Pour reprendre le terme de F. Roustang, il s’agit de revenir à l’état de Perceptude que nous avons quitté dans l’enfance, en remettant en cause nos savoirs anciens, nos évidences et nos habitudes. Il est nécessaire de parvenir à désapprendre et à lâcher prise, pour être simplement dans la réalité présente et se laisser traverser par toutes les sensations de l’environnement, sans chercher à comprendre, analyser, ou simplement penser, car cette pensée nous éloigne du ressenti. « Chaque fois qu’il arrive avec la plus grande perfection d’exactitude, de penser ce que l’on pense, de sentir ce que l’on ressent, d’éprouver ce que l’on éprouve, on entre dans la vie du monde et on participe à sa puissance » En deux mots, nous devons simplement Etre dans la vie, Exister.
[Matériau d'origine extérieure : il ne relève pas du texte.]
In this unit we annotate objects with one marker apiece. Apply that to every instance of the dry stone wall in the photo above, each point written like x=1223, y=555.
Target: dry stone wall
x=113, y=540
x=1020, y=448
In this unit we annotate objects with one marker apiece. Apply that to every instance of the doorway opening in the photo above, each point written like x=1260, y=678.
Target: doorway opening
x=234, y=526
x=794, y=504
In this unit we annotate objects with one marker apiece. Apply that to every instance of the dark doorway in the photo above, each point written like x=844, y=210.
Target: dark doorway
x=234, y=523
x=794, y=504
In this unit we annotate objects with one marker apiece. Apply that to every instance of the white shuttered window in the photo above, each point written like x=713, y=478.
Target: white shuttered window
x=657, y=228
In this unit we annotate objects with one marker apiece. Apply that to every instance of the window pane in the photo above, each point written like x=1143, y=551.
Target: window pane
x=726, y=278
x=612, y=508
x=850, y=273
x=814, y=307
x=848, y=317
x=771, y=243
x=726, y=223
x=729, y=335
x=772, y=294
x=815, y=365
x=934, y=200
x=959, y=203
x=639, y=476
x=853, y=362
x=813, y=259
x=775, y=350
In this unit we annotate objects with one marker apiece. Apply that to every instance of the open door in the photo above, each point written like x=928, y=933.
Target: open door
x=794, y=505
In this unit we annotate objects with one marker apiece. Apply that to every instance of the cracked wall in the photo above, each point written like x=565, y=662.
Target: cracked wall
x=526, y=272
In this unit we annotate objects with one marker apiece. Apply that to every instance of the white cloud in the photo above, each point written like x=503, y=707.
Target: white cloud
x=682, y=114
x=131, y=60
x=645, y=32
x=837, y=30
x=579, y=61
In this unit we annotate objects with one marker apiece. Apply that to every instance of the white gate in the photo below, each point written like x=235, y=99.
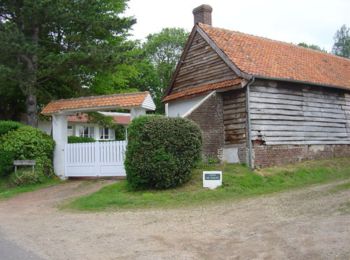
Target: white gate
x=95, y=159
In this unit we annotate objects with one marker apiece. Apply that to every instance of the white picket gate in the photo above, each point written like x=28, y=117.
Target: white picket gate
x=95, y=159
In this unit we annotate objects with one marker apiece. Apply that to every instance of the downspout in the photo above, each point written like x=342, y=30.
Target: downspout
x=249, y=139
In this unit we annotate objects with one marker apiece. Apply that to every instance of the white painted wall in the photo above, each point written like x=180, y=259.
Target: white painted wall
x=180, y=107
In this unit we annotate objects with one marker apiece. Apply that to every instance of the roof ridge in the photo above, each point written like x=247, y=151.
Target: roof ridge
x=273, y=40
x=101, y=96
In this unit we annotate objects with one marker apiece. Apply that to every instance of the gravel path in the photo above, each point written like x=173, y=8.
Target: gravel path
x=311, y=223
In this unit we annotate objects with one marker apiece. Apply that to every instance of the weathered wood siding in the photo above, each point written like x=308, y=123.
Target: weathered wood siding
x=234, y=109
x=201, y=65
x=293, y=114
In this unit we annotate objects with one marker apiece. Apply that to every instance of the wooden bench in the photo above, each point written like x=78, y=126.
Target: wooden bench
x=17, y=163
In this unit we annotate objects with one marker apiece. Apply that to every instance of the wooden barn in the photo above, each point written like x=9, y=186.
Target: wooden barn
x=260, y=101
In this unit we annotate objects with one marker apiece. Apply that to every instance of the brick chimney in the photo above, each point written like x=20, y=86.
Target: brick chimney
x=202, y=14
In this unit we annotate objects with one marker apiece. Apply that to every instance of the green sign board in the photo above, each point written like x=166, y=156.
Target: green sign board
x=212, y=176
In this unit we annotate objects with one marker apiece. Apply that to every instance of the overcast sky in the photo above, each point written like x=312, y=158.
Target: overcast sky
x=310, y=21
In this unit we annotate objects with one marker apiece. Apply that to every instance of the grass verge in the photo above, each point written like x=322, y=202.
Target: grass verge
x=238, y=182
x=7, y=190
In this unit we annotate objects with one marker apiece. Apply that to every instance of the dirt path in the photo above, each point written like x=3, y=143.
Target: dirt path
x=312, y=223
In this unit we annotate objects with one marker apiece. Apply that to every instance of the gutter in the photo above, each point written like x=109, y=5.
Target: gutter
x=249, y=137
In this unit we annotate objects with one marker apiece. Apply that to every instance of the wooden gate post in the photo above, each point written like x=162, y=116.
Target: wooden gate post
x=59, y=134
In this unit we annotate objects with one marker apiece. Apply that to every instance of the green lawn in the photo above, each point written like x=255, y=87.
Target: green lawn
x=238, y=182
x=7, y=190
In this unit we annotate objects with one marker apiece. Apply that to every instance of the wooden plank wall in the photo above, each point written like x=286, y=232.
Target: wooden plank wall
x=201, y=65
x=234, y=108
x=299, y=115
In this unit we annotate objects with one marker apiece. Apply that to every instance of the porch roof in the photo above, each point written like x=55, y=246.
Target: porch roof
x=98, y=103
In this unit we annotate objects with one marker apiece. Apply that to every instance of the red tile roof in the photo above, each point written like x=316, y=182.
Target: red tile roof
x=84, y=118
x=96, y=102
x=202, y=89
x=274, y=59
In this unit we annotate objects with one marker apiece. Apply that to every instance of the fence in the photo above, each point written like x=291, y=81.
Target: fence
x=95, y=159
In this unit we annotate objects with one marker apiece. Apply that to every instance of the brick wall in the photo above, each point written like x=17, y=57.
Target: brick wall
x=268, y=155
x=209, y=116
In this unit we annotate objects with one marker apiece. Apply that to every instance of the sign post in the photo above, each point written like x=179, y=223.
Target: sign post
x=212, y=179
Pour conclure ce bref exposé, l’hypnose n’est pas simplement une technique, mais plutôt une approche thérapeutique, et même une « philosophie de vie ». En effet, l’hypnose est une disposition particulière, un état d’ouverture à la richesse de la vie intérieure et extérieure. C’est un processus dynamique, qui nous (re)donne notre place et nous entraine dans le mouvement de la vie. L’expérience de l’hypnose nous apprend à prendre de la distance avec nos croyances apprises, avec nos réponses réflexes et nos tentatives de solutions, pour laisser notre créativité se déployer.

« Parce que tout se transforme, vieillit et meurt, s’il (l’individu) est dans la disposition (liée à la pratique de l’hypnose ), il est apte aux remises en cause radicales de ses idées, de ses valeurs, de ses certitudes. Il n’est pas à l’abri de la peine, de la souffrance, des déchirements ; mais tout cela, il le prend comme des occasions d’inventer encore sa vie, les autres, ses tâches. »

BIBLIOGRAPHIE

• Sous la direction de J.M. Benhaïem, « L’hypnose aujourd’hui », Editions In Press, 2005 : Articles cités :
- F. Roustang, « Mystérieuse hypnose »
- P. Richard, « Pourquoi l’hypnose existe-t-elle ? »
- P. Parent, « De la psychanalyse à l’hypnose »
- G. Salem, « L’hypnose comme outil expérimental commun »
- F. Roustang, « L’auto-hypnose comme guérison »

• F. Roustang, « Qu’est-ce que l’hypnose ?», Les éditions de minuit, Paris, 1994.
• F. Roustang, « Il suffit d’un geste », Odile Jacob, Paris, 2003.
• G. Salem et E. Bovin, « Soigner par l’hypnose », Elsevier Masson, Paris 1998.

• P. L. Harris, article « imaginer pour grandir », revue Sciences humaines n° 163.
• P.H. Mambourg, article « Créativité et hypnose », revue Hypnose et thérapies brèves, n°3.
• B. Picard, article « L’hypnose dans le vent », revue Hypnose et thérapies brèves, n°1.
• S. Colombo, article « Vous avez dit Pourquoi ? », revue Hypnose et thérapies brèves, n°4.
• Site internet Le cerveau à tous les niveaux.